Can we work with the fresh data in the Google Search Console Performance Report?

Unsere deutschen Leser können gerne zur deutschen Versions des Artikels Aktuelle Daten im Search Console Leistungsreport: Können die was? springen.

Most people have probably noticed it before: the GSC Performance Report has two different data states. One of them is the fresh data. These are replaced after some time and may differ from the final data. How much do they deviate? And when is the data usually final? Let’s take a closer look at this.

tl;dr

For all the pros out there who know what it’s all about right from the headline, the key takeaways for the german Time Zone (Central European Time):

36 hours after the day observed, most of the data points (93%) in the data we looked at are final.
12 hours after the day observed, the fresh data of the impressions, clicks and position can be used. The deviations are very small.
- 95% of the data points have at least 97% of the final impressions.
- 95% of the data points have at least 97% of the clicks.
- 95% of the data points have a maximum deviation of 0.4% in the position.
You better do not use the performance data for the same day. It can happen that you get more clicks or impressions than you have in the final data. This happens rarely, but can really hurt (differences of + 274%).

Please note that we are evaluating the data from the German time zone, which is why these statements apply to Central European Time (UTC+1). The GSC logs the data in Pacific Time (UTC-7). So Central European Time is 8 hours ahead of Pacific Time.

For our international readers that means that the given values have to be adjusted with the respective time zone.

If your time zone is e.g. 9 hours ahead of Pacific Time, you would have to add one hour to our values – so you could not expect the data quality described here until 13.00 on the following day (not taking into account imprecisions due to our query intervals).

If you are one hour behind Pacific Time (i.e. UTC -8), then you should find the corresponding data quality already at 03:00 on the following day.

So you always have to calculate your difference to our time zone (UTC+1) and add it to the hours accordingly.

Now this does not make it easier to read – sorry for that – we have learned that for the next, international analyses

Thanks to Valentin for the extremely important hint. Even if I have suffered a small heart attack with it 😅

Detailed introduction: What is fresh data in the GSC?

In September 2019, there was the pleasant news, that we are getting more up-to-date data points in the Google Search Console performance report (https://developers.google.com/search/blog/2019/09/search-performance-fresh-data?hl=en).

The excitement was quickly dampened, due to some limitations.

Google directly clarifies that the data does not necessarily have to match the final data. “Each fresh data point will be replaced with the final data point after a few days. It is expected that from time to time the fresh data might change a bit before being finalized.” It’s a bit daunting at first – after all, you don’t want to have to revise your advices because the data changes.
Availability via API was not given. A limitation that quickly led at least professionals to more or less ignore the feature.
For Discover, there was no fresh data for the moment.

The good news is, 2019 is already a while ago (as of today, about 3 months + some Corona years, which can not be remembered so precisely).
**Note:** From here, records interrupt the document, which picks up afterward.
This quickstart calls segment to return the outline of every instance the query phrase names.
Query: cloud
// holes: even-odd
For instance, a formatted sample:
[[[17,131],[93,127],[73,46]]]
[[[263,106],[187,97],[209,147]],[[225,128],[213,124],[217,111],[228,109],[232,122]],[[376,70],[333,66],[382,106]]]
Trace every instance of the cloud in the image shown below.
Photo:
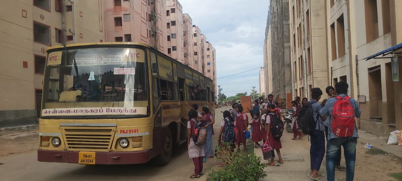
[[[269,0],[179,2],[183,13],[189,14],[193,25],[200,28],[216,49],[217,78],[263,66],[263,47]],[[245,90],[249,92],[253,86],[258,90],[259,73],[257,69],[219,78],[217,84],[222,85],[222,93],[228,96]]]

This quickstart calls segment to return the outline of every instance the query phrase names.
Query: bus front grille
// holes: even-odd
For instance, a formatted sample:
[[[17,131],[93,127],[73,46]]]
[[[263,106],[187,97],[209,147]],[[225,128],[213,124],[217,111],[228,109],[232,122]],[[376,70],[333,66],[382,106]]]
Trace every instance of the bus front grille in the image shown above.
[[[109,151],[114,132],[113,129],[64,129],[68,150]]]

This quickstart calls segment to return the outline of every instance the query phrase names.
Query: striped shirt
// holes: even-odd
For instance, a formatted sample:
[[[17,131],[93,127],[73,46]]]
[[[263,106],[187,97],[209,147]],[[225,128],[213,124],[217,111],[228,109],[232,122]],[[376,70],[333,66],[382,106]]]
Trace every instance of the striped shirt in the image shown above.
[[[324,127],[324,123],[321,121],[321,118],[318,115],[320,113],[320,110],[322,108],[322,106],[316,100],[311,99],[309,101],[311,103],[311,106],[313,107],[313,117],[314,117],[314,121],[317,122],[316,124],[316,130],[325,131],[325,128]]]

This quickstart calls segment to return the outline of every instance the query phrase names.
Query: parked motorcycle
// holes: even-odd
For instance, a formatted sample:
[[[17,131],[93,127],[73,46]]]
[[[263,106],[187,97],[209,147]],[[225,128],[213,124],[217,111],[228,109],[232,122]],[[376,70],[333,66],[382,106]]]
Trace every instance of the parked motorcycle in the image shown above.
[[[283,118],[283,124],[285,125],[286,131],[289,133],[293,133],[293,130],[292,130],[291,128],[292,124],[292,115],[293,115],[293,110],[288,109],[281,113],[282,117]]]

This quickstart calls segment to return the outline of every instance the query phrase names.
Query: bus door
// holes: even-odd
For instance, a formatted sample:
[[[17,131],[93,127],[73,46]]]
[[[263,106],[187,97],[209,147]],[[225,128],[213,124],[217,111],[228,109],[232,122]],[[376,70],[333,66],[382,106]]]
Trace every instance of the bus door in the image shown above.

Since then a lot has happened and since December 2020 we get the fresh data via API. (https://developers.google.com/search/blog/2020/12/search-console-api-updates?hl=en, Details at https://developers.google.com/webmaster-tools/v1/searchanalytics/query?hl=en) and for Discover, the data are now fresh too.
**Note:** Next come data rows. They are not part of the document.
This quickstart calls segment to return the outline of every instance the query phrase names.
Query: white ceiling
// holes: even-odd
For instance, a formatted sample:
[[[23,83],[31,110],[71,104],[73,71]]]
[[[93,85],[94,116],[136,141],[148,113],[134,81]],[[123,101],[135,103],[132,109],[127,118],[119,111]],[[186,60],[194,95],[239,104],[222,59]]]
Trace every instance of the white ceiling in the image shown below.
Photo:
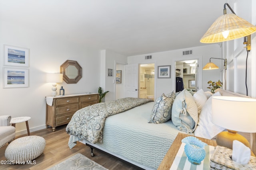
[[[0,19],[129,56],[207,45],[200,39],[226,2],[0,0]]]

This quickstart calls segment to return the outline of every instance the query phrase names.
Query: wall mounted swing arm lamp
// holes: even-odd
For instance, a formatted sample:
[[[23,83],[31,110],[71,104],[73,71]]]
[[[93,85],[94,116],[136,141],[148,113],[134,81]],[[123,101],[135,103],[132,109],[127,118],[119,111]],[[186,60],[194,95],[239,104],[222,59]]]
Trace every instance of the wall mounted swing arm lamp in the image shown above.
[[[227,59],[220,59],[219,58],[210,58],[210,63],[208,63],[203,68],[203,70],[214,70],[219,68],[219,67],[217,66],[213,63],[211,62],[211,59],[219,59],[224,60],[224,67],[225,70],[227,69]]]
[[[232,14],[227,14],[226,5]],[[200,42],[219,43],[246,37],[244,44],[247,44],[247,50],[250,51],[250,35],[256,32],[256,26],[237,16],[227,3],[224,4],[223,13],[208,29]]]

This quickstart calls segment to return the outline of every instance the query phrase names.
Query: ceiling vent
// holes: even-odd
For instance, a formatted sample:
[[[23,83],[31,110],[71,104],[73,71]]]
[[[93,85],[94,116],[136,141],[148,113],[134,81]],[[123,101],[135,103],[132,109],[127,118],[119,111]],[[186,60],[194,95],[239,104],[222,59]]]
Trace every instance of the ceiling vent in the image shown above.
[[[152,55],[147,55],[146,56],[145,56],[145,60],[149,60],[150,59],[152,59]]]
[[[192,54],[192,50],[188,50],[187,51],[182,51],[183,55],[191,55]]]

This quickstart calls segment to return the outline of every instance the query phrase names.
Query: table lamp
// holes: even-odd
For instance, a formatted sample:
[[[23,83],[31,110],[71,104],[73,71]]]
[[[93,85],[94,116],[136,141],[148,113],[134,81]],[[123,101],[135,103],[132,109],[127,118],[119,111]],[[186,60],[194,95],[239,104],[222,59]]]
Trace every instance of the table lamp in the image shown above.
[[[217,135],[217,145],[232,149],[236,140],[250,148],[248,141],[237,132],[256,132],[256,99],[214,96],[212,104],[212,123],[228,131]]]
[[[63,81],[63,74],[59,73],[47,73],[46,74],[46,82],[52,83],[52,96],[57,95],[56,83],[62,83]]]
If you don’t really know what I’m talking about, then you might want to take a look at your Search Console. Most of the time, the most recent day in the graph is still marked with a note (just move the mouse over the graph).
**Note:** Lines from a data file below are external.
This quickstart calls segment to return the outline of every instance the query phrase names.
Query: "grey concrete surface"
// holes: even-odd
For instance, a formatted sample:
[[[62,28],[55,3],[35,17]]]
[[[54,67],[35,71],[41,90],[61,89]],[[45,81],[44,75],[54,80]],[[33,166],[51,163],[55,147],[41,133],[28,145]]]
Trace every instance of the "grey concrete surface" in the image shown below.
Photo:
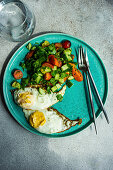
[[[21,127],[0,101],[0,170],[113,170],[113,1],[32,0],[24,2],[34,12],[34,33],[59,31],[92,46],[106,67],[109,91],[98,135],[91,125],[76,135],[50,139]],[[18,43],[0,39],[0,70]]]

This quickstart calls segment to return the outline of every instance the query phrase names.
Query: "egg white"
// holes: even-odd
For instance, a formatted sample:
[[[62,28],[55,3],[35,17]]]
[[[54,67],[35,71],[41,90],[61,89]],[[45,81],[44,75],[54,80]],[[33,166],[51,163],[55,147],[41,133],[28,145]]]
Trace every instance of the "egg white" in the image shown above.
[[[29,116],[35,111],[23,109],[23,112],[29,121]],[[40,112],[43,112],[46,122],[35,129],[41,133],[52,134],[63,132],[79,123],[79,120],[70,120],[53,108],[40,110]]]
[[[24,90],[19,89],[14,92],[14,100],[23,109],[46,109],[57,103],[57,94],[62,94],[63,96],[65,94],[65,90],[66,86],[64,85],[58,93],[51,92],[51,94],[46,93],[42,95],[38,92],[36,88],[26,87]],[[21,94],[25,94],[26,92],[29,93],[28,95],[26,95],[26,98],[29,102],[25,101],[25,99],[22,99]]]

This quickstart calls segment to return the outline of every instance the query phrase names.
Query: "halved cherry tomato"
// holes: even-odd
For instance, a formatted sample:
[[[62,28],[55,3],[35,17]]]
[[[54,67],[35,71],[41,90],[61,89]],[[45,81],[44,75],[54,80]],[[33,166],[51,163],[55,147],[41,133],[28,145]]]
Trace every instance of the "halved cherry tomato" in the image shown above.
[[[73,75],[74,79],[77,80],[77,81],[82,81],[83,80],[83,75],[77,68],[73,67],[72,75]]]
[[[15,79],[21,79],[23,77],[23,73],[21,70],[15,70],[13,76]]]
[[[54,68],[54,66],[48,62],[45,62],[42,64],[42,67],[50,67],[50,68]]]
[[[62,44],[61,43],[55,43],[55,48],[62,48]]]
[[[68,74],[68,75],[69,75],[69,72],[67,72],[66,74]],[[68,77],[69,77],[69,76],[64,77],[64,82],[68,79]]]
[[[72,68],[75,68],[75,64],[74,63],[69,63],[71,66],[72,66]]]
[[[49,63],[51,63],[51,64],[53,64],[53,65],[55,65],[57,67],[61,67],[62,66],[62,61],[57,59],[55,57],[55,55],[49,55],[48,61],[49,61]]]
[[[75,56],[74,56],[74,55],[71,55],[71,57],[72,57],[72,60],[74,60]]]
[[[45,73],[45,74],[44,74],[44,79],[45,79],[45,80],[50,80],[51,78],[52,78],[51,73]]]
[[[31,50],[29,53],[27,53],[26,55],[26,60],[28,60],[29,58],[31,58],[34,54],[34,50]]]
Again it is clearly stated via the filter.

New is always relative – if we really don’t count the Corona years, we can let it pass as new.

Regarding the possible deviations, the current documentation states (https://support.google.com/webmasters/answer/7576553?hl=en, as of 2023-03-09) the following:

The newest data in the Search Performance report is sometimes preliminary – this means that the data might change slightly before it is confirmed. Preliminary data is usually less than three days old; at some point, all preliminary data is confirmed. Preliminary data is indicated when you hover over it in the chart.
Preliminary data is included in both the chart and the tables for Search performance, as well as the Performance chart in the Search Console Overview page.

This brings us to the actual question.

Google says there may be slight discrepancies. Is the data quality of the fresh data so good, that we can use it in everyday work?

There are of course a few exciting use cases, such as:

Build a rank tracking with the GSC data,
Watch bug fixes and see early on if your performance really gets better, or
For very important campaigns, evaluate the performance on the SERP a little earlier than with a minimum delay of 3 days.

We have asked ourselves this question and are happy to take you on our journey of discovery.

The data set

We have pulled together a small sample of our available properties. Characteristics of the data we considered are the following:

Timeframe: 2023-01-01 to 2023-02-28
89 Properties – including 44 news publisher, 9 online shops and 36 other websites. (services, directories etc.).
The API requests were made at the property level (aggregationType = byProperty).
We only considered searches for the target market – in this case, only German-language websites for DEU, CHE and AUT (Filtered by country).
The searchtype was restricted toweb.
We looked at data regardless of device or search appearance.

To give you an even better feeling for the dataset, and also to allow us to apply some segmentation to our observations, we have created the following bins:

by number of ranking pages
by number of ranking search queries
by the sum of clicks
by the sum of impressions

(To view the media file just click on the image.)

For each of our analyses, we have also used these segments and looked if any further insights result from them. We will return to this in the following, if it is relevant.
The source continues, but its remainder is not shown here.